"I Was The CIA Director - We Lied, We Cheated, We
Stole"
Sun, 04/21/2019 - 12:30
Former CIA
director and now Secretary of State Mike Pompeo has long accused WikiLeaks
of being a “non-state hostile intelligence agency”, usually manipulated by
Russia. Since Pompeo first made this claim as CIA Director in April 2017,
countless major US news sources from NPR to CNN to the Washington Post have
uncritically repeated the line, smearing Julian Assange and WikiLeaks as
"Russian agents," and more broadly using the narrative to stifle
independent journalism and government whistleblowers.
But whether Pompeo or any
other current or former CIA director makes such a bombastic claim without
offering evidence — such as more
recently asserting that China and Russia have "helped destroy"
Venezuela through faltering investments, should
anyone ever believe a high CIA official?
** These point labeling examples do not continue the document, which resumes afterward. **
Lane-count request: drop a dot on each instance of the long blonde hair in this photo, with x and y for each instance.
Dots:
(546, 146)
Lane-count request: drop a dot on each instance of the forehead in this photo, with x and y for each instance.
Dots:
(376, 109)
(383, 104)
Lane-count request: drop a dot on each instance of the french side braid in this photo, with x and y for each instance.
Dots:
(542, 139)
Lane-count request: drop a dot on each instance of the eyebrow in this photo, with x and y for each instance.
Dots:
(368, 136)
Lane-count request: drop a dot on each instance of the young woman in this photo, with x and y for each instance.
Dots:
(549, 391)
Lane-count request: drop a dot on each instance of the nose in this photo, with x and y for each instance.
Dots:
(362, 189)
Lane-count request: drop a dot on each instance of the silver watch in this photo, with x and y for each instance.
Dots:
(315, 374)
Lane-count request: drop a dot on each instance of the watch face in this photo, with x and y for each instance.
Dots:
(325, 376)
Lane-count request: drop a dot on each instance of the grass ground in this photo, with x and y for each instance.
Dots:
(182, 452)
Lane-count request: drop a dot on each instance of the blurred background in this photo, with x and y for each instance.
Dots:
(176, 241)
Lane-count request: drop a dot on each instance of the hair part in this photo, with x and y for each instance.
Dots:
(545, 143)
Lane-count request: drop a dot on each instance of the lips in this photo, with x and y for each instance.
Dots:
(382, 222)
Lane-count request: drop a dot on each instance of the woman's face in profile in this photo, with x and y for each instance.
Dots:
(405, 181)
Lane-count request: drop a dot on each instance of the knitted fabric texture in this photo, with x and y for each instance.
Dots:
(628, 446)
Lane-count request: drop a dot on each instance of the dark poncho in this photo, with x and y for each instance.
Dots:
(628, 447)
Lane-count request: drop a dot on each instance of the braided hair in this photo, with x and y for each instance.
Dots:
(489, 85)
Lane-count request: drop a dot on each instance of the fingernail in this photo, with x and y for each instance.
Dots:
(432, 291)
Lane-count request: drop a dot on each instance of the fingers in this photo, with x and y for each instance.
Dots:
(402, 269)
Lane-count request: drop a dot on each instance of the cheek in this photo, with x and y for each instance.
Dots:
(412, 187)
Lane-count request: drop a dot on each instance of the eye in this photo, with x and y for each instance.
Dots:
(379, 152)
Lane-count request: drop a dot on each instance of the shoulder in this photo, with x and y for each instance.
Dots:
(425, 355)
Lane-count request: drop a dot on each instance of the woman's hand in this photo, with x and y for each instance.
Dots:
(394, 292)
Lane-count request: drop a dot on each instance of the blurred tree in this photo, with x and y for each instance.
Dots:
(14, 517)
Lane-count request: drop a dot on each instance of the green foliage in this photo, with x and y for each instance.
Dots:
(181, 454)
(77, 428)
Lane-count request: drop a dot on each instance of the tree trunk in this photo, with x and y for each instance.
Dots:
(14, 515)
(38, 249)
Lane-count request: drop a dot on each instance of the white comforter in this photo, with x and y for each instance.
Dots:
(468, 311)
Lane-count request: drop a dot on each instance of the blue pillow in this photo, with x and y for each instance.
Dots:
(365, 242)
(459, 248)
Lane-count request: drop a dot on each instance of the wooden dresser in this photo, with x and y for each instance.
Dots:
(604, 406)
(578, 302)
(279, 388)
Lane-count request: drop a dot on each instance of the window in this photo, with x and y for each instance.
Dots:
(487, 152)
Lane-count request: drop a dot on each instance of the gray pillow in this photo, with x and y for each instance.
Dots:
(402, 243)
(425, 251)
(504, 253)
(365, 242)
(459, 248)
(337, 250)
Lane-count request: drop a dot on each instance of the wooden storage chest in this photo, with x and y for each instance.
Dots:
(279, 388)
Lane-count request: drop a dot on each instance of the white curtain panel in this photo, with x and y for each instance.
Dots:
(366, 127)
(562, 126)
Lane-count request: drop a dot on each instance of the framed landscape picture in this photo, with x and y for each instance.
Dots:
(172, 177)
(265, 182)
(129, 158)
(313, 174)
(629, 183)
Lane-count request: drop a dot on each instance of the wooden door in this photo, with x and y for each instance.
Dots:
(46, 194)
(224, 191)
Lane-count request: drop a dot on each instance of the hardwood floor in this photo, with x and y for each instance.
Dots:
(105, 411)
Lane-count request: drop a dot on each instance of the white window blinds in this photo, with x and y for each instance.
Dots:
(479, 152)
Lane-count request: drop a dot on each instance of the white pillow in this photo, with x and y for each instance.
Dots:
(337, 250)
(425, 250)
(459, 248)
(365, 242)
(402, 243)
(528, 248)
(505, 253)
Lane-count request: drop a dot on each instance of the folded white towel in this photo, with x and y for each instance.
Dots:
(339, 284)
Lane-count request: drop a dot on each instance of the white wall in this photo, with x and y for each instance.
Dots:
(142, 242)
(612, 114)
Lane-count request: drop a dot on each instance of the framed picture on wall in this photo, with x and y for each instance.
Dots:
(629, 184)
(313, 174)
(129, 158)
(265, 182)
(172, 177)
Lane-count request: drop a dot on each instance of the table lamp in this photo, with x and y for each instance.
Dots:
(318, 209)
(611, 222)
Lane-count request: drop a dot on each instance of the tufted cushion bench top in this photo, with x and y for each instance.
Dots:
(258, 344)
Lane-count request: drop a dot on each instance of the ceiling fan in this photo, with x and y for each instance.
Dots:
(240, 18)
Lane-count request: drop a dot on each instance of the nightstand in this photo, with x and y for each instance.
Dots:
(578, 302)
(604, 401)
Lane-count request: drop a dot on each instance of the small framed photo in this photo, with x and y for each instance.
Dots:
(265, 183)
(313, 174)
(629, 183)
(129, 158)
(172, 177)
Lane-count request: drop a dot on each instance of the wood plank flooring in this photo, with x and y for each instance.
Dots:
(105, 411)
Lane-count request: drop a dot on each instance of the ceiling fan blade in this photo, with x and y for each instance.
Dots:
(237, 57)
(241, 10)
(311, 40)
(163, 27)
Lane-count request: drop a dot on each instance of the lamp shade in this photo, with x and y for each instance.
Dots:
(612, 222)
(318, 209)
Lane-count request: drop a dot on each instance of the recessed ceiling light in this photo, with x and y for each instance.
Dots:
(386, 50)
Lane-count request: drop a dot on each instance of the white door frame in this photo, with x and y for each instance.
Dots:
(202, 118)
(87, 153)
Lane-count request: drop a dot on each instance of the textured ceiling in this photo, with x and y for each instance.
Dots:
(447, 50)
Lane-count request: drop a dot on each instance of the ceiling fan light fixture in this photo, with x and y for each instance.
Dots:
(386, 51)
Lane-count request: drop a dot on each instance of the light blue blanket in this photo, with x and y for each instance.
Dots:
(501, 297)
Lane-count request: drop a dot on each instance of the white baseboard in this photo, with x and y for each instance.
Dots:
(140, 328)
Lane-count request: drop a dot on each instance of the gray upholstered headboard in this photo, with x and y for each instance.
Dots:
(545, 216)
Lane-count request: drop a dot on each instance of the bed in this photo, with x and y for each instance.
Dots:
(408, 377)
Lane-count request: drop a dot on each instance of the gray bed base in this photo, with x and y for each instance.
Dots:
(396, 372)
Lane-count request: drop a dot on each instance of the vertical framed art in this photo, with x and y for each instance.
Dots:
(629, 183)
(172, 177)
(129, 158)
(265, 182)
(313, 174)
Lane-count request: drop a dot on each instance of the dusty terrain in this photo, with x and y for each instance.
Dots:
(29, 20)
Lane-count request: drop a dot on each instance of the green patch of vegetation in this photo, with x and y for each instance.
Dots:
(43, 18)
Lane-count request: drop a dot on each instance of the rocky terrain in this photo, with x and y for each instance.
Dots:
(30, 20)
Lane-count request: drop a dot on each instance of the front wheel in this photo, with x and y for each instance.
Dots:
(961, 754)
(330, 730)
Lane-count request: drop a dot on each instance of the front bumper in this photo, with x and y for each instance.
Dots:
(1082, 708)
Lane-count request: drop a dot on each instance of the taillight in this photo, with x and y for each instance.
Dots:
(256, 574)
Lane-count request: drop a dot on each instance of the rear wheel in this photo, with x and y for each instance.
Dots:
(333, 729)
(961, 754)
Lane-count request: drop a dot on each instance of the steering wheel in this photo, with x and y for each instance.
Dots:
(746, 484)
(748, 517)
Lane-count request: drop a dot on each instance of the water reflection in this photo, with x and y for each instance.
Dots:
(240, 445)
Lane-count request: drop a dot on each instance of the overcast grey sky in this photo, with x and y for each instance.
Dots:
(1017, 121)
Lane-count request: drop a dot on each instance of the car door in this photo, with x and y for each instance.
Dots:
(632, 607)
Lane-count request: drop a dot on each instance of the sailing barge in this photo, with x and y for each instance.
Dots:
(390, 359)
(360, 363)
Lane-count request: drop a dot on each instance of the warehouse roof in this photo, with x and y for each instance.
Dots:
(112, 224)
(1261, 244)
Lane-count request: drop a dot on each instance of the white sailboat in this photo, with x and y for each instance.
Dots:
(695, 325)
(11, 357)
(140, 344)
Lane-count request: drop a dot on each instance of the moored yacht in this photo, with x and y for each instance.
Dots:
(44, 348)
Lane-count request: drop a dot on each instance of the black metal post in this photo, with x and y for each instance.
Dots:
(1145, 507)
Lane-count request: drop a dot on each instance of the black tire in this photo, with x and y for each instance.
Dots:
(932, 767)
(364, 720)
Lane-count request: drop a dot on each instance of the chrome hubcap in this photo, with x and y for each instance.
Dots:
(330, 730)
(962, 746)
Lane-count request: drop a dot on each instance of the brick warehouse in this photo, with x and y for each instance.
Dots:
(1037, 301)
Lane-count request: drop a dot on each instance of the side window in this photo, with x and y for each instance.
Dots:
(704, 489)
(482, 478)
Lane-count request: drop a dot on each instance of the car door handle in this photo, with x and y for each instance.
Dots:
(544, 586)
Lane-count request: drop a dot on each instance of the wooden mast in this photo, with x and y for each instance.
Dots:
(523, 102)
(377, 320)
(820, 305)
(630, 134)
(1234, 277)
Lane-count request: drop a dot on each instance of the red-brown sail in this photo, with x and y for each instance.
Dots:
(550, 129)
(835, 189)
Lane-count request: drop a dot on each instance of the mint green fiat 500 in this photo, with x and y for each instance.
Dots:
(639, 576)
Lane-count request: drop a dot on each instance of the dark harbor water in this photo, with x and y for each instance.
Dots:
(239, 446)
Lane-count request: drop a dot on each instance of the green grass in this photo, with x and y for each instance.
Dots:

Certainly
the mainstream media routinely takes intelligence officials simply at their
word, but Pompeo himself recently admitted the CIA is in the
business of lying, cheating, and stealing.
Last
week Mike Pompeo spoke at Texas A&M University, itself long known for being
a favored recruiting ground of the CIA, considering too that one of the
university's last presidents, Robert Gates, was CIA chief and later served as
Bush and Obama's Secretary of Defense.
During
the Q&A session, Pompeo boasted that in the CIA both the training and
culture are geared toward the following:
"We lied, we cheated, we stole."
Interestingly, a
Christian religious news broadcaster was the only media that seemed to pick up
on Pompeo's words last week, and described it as follows: "that's
not the resume of the Secretary of State... that's the resume of Satan."
The
former CIA chief and now Secretary of State said the following:
“What’s the cadet motto at West Point? You will not lie, cheat,
or steal, or tolerate those who do. I was the CIA director. We
lied, we cheated, we stole. It’s — it was like — we
had entire training courses. It reminds you of the glory of the American
experiment.” — Texas A&M University (April 15, 2019)
Though some level of
deception might be expected of spies placed in foreign settings to commit
espionage, it's interesting that Pompeo framed it in terms "the glory of
the American experiment" — as
if the CIA and government officials treat lying as a great American
past time.
Certainly
Pompeo's frank admission is something to remember the next time intelligence
officials weigh in on anything in front of the US domestic population.
Another interesting and
worrisome remark concerned Pompeo's vision of diplomacy as Secretary of
State: “Diplomacy and military strike go hand in hand,” Pompeo said. “They
are indeed intimately related; each relies on the other.”